August 15, 2005

August 8 -- Domaine du Viala, Paraza France

Todays adventure began at 9:30 when the Hamilton and Morris families drove to Pont du Gard, about 2 hours away. This aqueduct was built from 32-56AD by the Romans. Its three levels of arches cross a river and the structure towers 143 meters above the the river. Long after the Romans left it continued to be used as a bridge across the valley.

As you walk from the museum and gift shop buildings down to the river you pass the oldest olive tree in the world. This 1000 year old tree was transplanted from Spain. We have no idea why, but figured that it would be a great backdrop for a picture of Brian and the boys phooning. (Unfortunately our photo was rejected becasue both Patrick and Christopher were phoon-deficient.)

The highlight of todays adventure was going upstream and renting kayaks to paddle the 8kms down river to paddle under the Pont du Gard. Julie and Damian decided to skip and spent their time visiting the museum and just hanging around. It was about a 15 minute drive up to Collias where we rented kayaks through Kayak Vert. Christopher and Brian teamed up in one kayak, Suzanne and Emily in another. Patrick and Matt each had solo kayaks.

This stretch of the Gard is a popular lunch and swimming area. As we wound through canyon bends we would come upon groups of people swimming and playing in the river. Being the south of France, some of the women were topless. Didn't seem to bother the boys (or Brian) one bit. Finally we came to the Pont du Gard. It was truly a memorable experience paddling under this ancient structure. By this time it was getting a little later that we wanted it to be and we had to hurry to paddle that last kilometer or so to the drop off point.

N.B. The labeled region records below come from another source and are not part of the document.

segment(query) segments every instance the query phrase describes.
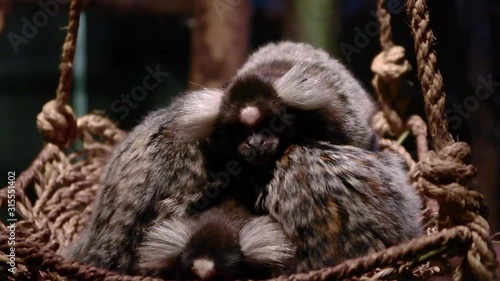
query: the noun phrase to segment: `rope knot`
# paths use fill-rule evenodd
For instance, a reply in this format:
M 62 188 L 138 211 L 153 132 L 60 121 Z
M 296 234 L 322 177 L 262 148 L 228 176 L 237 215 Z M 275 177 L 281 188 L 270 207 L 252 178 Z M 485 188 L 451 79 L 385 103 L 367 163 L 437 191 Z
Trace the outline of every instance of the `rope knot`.
M 60 105 L 57 100 L 47 102 L 36 119 L 45 141 L 59 147 L 67 147 L 78 134 L 73 110 L 69 105 Z
M 401 46 L 392 46 L 373 59 L 371 70 L 384 82 L 389 83 L 410 71 L 411 65 L 405 59 L 405 49 Z
M 483 195 L 466 187 L 476 176 L 476 168 L 463 161 L 469 153 L 467 143 L 450 143 L 425 153 L 410 172 L 419 190 L 438 200 L 441 222 L 447 226 L 467 224 L 473 219 L 468 212 L 487 216 Z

We got home about 7:30 and the cooks were cooking up a storm! We invited the owners to join us and they brought the wine-all of it was from their grapes or their neighbors. The food of Languedoc includes a lot of seafood and very fresh ingredients. I can't describe how wonderful it was. The cooks were a young couple who spoke decent english (they had lived in the UK for awhile).

Sitting outside with good friends, eating wonderful local food prepared just for us, drinking wonderful wine made from grapes grown just a stones throw away---life doesn't get a whole lot better.